Esperé hasta que llegue una noche en que no lloviera mucho. Si me enfermaba y tenía que quedarme en cama, preferiría la eutanasia. Me vestí con el impermeable, me armé de roca y rama y me lancé al ataque. Identifiqué al enemigo entre el césped, tomé valor y caminé sigiloso. En ese momento comprendí que él tenía una táctica ofensiva, comenzó a brincar hacia mí. Solté mis armas y corrí gritando hacia la casa. Era un enemigo difícil.
Así fue que mis armas se quedaron algún tiempo más en el jardín, puesto que comprobé que lluvia era lluvia y que mi sistema inmunológico no cambiaba por ser verano ni porque hiciera más calor. Amanecí con fiebre y estuve así por una semana, durante la cual mi hermano aprovechó para comprarse muchos helados diarios y para tomar jarras de jugos de fruta helados frente a mí y, ya que la vida no es muy justa, y en especial para los asmáticos como yo, él nunca se enfermó.
Recuperado, decidí que era tiempo de idear un nuevo plan. Durante el día recuperé mis armas del territorio enemigo y me senté a pensar en la estrategia. Para vencerlo debía aprovechar sus fortalezas, pues se cuidaría de los puntos donde era vulnerable. Basándome en su estrategia ofensiva, necesitaría un señuelo para atraerlo hacia mí y en ese momento atacarlo desprevenido. Imbuido sin saberlo del pensamiento maquiavélico, decidí que tendría que sacrificar a mi hermana mayor.
Fue el viernes de la última semana, en que mis padres y mis hermanos iban al pueblo a comprar comida, cuando se me presentó la oportunidad. Le pedí a mi hermana que se quede conmigo y aceptó. Mientras estaba distraída, cerré todas las ventanas menos la de la cocina, donde me esperaban mis armas. Comprobé que el enemigo acechaba donde siempre y con engaños hice salir a mi hermana, le dije que se me había caído mi muñeo del Caballero de Cáncer afuera. Cuando salió para traérmelo, solo se encontró con que la puerta estaba con seguro. Me miró con odio y le señalé que entre por la ventana de la cocina. El enemigo ya la había identificado; mientras ella corría, se dio cuenta de que el sapo la seguía. Gritó y corrió, sabía la que me esperaba cuando entrase, pero era necesario para acabar con el enemigo. Me subí al repostero a esperar a que llegue el momento preciso. Cuando entró mi hermana la hice a un lado y lancé la piedra. Como supuse, la esquivó de un salto, lo que lo puso a la merced de mi lanza. Preparé la estocada cuando lo vi a los ojos. En verdad, me conmovieron mucho. Era tan solo un animal, una alimaña asquerosa, pero un ser vivo con columna vertebral después de todo. Yo no podría matarlo.

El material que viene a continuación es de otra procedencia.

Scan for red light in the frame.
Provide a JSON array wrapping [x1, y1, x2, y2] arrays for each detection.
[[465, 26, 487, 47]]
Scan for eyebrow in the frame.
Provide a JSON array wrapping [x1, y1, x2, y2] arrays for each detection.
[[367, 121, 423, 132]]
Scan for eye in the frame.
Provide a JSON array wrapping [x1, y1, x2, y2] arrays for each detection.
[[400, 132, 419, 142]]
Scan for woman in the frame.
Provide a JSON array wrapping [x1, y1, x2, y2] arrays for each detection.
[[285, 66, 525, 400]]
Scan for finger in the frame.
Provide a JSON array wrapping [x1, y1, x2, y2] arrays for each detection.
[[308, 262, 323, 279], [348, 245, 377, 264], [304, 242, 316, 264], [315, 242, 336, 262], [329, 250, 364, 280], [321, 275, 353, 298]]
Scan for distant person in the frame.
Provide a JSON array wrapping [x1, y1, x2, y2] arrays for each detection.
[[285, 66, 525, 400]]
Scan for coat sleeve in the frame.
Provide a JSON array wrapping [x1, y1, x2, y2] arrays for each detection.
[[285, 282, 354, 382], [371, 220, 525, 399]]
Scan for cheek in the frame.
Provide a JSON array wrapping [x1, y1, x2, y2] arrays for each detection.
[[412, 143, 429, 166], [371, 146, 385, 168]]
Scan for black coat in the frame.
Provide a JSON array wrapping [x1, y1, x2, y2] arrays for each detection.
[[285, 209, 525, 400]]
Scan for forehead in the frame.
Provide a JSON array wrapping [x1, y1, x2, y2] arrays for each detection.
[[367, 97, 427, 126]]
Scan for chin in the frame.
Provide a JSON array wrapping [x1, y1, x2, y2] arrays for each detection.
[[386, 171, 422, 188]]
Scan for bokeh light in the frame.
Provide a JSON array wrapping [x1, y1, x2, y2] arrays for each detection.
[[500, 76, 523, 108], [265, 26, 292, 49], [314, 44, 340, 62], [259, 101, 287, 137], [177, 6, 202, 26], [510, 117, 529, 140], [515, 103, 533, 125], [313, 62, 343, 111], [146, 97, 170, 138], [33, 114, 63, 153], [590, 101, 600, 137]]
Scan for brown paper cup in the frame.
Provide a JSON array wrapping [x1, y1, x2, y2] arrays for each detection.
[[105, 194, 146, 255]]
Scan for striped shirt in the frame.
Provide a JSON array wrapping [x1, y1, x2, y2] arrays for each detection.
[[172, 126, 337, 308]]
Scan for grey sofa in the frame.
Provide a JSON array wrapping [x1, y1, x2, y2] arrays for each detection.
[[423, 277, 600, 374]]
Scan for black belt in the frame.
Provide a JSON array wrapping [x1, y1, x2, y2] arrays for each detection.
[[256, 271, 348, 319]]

Lancé a un lado mi rama y caminé resignado literalmente a las garras de mi hermana, quien me aplicó sus especialidades, el pellizcón tirabuzón y, haciendo honor a su signo, la aguja escarlata, felizmente en ese momento aún no aprendía Antares, su técnica definitiva. Pasé el día siguiente echado boca abajo en el sofá esperando a que mi trasero y mi brazo se desinflamen. No tan incómodo como debería, pues ese día al fin nos largábamos.
Mientras íbamos en la camioneta, por la calle del campamento, me preguntaba dónde estaría el enemigo. Fue en ese preciso instante en que sentimos un pequeño bache, miré atrás de la luna, cuando vi una mancha roja y verde. Le pedía a mi papá que se detuviera un momento y, a pesar de la tormenta, bajé a ver que fue aquello. Era él, o por lo menos lo fue alguna vez. Ahora era unas tripas ensangrentadas, desparramabas en la pista. Felizmente sus ojos también estaban reventados, no me dio pena.